Puis viennent les préquelles, avec leur fameuse prophétie de l’élu censé “ramener l’équilibre dans la Force”. Équilibre ? Wow, autrement dit un élu qui provoquerai un changement de paradigme vers une conception holistique de la Force et conséquentialiste de la morale ? Un grand écart ! Mais au final cette idée ne sera pas exploitée et Anakin se contentera de rejoindre les rangs des Sith et de massacrer des enfants.
Et voilà qu’en 2017 l’épisode 8 recycle maladroitement la même idée. Kylo Ren nous sort un discours de “transcendance des anciens clivages” matiné de “les vieilles catégories sont dépassées” et “tournons la page” que le film n’a aucun intention de développer ou d’assumer puisque tout suite après Rey prend bizarrement fait et cause avec le parti “des perdants qui aurait mieux fait de disparaître” (cf. Luke). Merci la cohérence.
Des Jedi qui n’en finissent pas de mourir
Il est presque comique de constater à quel point l’extinction des Jedi traîne en longueur. Depuis l’épisode 3.5 on nous répète inlassablement qu’ils sont en voie de disparition, qu’il ne reste qu’une poignée d’adeptes, et que leur Ordre n’est plus qu’un souvenir lointain. Et pourtant… a en croire l’épisode 8, deux heures de coaching suffisent à maîtriser les bases de la Force. Il faut croire que, dans cette galaxie, les gens sont prêts à faire plusieurs années d’études pour devenir mécanicien de vaisseau, mais pas consacrer une après-midi pour acquérir des super-pouvoirs. Quant à Luke, soi-disant dernier Jedi, exilé sur son ile, il ne semble pas franchement débordé.
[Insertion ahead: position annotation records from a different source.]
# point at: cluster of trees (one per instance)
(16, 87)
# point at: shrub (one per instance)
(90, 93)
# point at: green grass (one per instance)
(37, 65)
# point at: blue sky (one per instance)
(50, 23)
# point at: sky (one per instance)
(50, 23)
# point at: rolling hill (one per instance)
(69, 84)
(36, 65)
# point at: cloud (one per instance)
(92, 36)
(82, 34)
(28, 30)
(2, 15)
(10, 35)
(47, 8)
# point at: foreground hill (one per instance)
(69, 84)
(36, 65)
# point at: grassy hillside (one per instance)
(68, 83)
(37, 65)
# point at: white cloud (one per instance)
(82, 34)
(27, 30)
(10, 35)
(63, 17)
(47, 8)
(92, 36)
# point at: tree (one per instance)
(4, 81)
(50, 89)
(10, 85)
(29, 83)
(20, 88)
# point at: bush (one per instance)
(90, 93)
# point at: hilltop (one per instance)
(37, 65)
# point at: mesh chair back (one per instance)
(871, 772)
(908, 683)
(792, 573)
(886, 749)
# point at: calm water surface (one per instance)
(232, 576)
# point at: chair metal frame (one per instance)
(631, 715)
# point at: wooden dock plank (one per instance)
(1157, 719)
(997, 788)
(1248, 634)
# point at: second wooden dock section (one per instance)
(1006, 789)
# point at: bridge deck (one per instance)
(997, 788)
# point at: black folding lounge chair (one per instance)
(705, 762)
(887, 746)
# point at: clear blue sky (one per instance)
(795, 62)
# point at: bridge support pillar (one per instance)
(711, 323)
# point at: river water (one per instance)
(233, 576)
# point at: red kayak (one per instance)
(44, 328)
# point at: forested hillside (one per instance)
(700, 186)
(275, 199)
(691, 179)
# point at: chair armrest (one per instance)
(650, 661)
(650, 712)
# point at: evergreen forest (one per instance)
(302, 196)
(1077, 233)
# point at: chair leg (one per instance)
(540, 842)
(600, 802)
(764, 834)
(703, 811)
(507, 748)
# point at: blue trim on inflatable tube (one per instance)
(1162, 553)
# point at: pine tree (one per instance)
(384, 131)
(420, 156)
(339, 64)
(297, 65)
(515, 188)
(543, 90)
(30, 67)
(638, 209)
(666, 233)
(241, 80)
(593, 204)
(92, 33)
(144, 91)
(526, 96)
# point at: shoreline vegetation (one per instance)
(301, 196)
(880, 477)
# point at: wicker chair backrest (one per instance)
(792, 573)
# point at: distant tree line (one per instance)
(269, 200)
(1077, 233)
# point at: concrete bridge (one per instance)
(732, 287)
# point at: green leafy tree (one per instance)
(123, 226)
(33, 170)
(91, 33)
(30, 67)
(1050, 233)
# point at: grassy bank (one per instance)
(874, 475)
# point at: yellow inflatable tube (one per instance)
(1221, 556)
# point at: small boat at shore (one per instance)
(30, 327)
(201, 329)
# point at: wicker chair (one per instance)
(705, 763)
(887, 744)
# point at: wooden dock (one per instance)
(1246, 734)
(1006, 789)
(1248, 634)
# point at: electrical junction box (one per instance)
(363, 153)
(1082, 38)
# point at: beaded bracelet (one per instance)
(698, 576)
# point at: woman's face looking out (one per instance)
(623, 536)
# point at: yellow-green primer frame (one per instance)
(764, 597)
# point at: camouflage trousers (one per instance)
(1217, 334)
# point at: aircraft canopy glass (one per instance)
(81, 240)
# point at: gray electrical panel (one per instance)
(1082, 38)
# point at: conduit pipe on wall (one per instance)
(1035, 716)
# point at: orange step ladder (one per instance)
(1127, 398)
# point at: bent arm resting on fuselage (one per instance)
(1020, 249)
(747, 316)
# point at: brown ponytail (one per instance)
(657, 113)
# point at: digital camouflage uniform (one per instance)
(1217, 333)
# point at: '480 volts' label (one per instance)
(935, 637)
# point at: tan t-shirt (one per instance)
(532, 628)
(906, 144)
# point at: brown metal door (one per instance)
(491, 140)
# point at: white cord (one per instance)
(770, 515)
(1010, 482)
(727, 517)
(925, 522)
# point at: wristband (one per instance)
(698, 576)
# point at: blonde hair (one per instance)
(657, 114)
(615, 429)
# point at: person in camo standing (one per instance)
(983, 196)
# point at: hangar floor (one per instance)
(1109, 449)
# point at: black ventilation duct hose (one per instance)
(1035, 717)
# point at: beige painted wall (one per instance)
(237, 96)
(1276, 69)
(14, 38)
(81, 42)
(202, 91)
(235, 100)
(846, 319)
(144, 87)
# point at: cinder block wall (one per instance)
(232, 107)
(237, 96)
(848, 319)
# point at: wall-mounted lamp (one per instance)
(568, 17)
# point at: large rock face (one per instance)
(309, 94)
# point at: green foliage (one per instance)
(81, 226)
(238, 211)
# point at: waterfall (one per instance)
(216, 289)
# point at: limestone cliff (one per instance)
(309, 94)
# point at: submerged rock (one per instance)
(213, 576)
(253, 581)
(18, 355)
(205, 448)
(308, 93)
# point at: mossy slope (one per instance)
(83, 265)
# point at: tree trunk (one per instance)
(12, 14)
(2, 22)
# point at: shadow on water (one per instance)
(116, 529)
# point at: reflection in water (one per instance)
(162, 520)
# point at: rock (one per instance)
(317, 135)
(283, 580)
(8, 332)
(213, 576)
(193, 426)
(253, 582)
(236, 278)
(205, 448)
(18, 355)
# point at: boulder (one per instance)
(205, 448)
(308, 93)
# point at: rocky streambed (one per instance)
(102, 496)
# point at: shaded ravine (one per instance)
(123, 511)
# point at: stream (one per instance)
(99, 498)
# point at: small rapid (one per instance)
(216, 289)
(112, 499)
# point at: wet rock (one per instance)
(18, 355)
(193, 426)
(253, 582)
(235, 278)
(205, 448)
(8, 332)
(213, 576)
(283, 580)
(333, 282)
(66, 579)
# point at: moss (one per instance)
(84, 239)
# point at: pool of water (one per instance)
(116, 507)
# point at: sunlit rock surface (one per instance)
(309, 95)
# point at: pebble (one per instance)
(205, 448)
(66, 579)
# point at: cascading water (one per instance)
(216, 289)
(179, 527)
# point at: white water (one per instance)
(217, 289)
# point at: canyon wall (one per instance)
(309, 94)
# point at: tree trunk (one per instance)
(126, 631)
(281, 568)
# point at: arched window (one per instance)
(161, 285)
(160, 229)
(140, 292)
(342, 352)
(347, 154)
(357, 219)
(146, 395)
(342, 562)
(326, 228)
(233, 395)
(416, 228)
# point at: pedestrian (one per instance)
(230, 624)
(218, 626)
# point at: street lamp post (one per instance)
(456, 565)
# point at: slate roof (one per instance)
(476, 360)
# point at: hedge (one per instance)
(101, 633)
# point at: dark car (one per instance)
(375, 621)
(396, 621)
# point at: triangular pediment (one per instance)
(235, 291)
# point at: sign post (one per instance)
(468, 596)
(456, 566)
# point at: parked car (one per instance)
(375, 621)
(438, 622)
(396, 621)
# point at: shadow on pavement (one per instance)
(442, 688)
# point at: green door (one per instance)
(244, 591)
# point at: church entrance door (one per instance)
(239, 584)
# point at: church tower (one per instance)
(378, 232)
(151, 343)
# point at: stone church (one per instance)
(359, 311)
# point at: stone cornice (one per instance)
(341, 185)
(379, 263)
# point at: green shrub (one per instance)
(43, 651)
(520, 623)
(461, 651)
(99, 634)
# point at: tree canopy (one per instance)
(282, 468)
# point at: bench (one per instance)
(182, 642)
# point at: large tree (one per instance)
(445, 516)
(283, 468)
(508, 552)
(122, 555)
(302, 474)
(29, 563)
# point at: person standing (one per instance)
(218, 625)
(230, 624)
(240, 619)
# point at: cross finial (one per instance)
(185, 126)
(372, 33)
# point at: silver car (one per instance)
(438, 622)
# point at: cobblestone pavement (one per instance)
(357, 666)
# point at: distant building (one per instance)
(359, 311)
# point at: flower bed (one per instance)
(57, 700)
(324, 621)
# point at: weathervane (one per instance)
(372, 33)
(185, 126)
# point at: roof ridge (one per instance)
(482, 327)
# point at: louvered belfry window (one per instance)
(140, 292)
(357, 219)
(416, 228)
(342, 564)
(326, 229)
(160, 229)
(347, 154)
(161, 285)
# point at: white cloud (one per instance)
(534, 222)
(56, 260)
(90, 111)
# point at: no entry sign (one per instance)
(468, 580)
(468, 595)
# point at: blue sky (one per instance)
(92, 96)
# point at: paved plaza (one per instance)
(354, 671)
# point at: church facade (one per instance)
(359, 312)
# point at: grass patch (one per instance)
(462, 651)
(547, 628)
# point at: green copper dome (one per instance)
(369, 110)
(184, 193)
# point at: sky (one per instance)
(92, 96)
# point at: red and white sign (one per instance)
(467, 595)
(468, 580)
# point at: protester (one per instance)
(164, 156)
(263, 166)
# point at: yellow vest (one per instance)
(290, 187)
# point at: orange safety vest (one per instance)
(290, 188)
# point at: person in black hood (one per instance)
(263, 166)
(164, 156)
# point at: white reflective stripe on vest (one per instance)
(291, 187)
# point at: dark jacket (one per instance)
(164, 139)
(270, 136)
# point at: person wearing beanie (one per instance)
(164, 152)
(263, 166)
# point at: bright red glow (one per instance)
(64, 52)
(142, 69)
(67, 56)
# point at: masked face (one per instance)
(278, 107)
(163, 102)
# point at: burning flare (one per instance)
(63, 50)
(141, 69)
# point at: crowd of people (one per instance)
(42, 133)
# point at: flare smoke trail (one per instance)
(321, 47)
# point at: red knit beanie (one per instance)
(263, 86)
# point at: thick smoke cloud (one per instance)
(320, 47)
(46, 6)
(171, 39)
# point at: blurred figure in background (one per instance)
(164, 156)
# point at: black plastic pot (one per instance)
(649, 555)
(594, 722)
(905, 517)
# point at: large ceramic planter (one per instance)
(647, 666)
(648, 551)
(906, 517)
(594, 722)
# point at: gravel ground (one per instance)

C’est comme si l’Ordre Jedi devait s’éteindre, non victime de l’adversité, mais juste par flemme.
Finalement c’est peut le message caché de ce film. A force de décisions paresseuses, de ruptures mal assumées avec l’univers original, de personnages creux et d’arcs narratifs sabordés, Disney, par flemme, vient d’assassiner la saga mythique qu’était autrefois Star Wars. Et tout comme l’Ordre Jedi son agonie sera longue.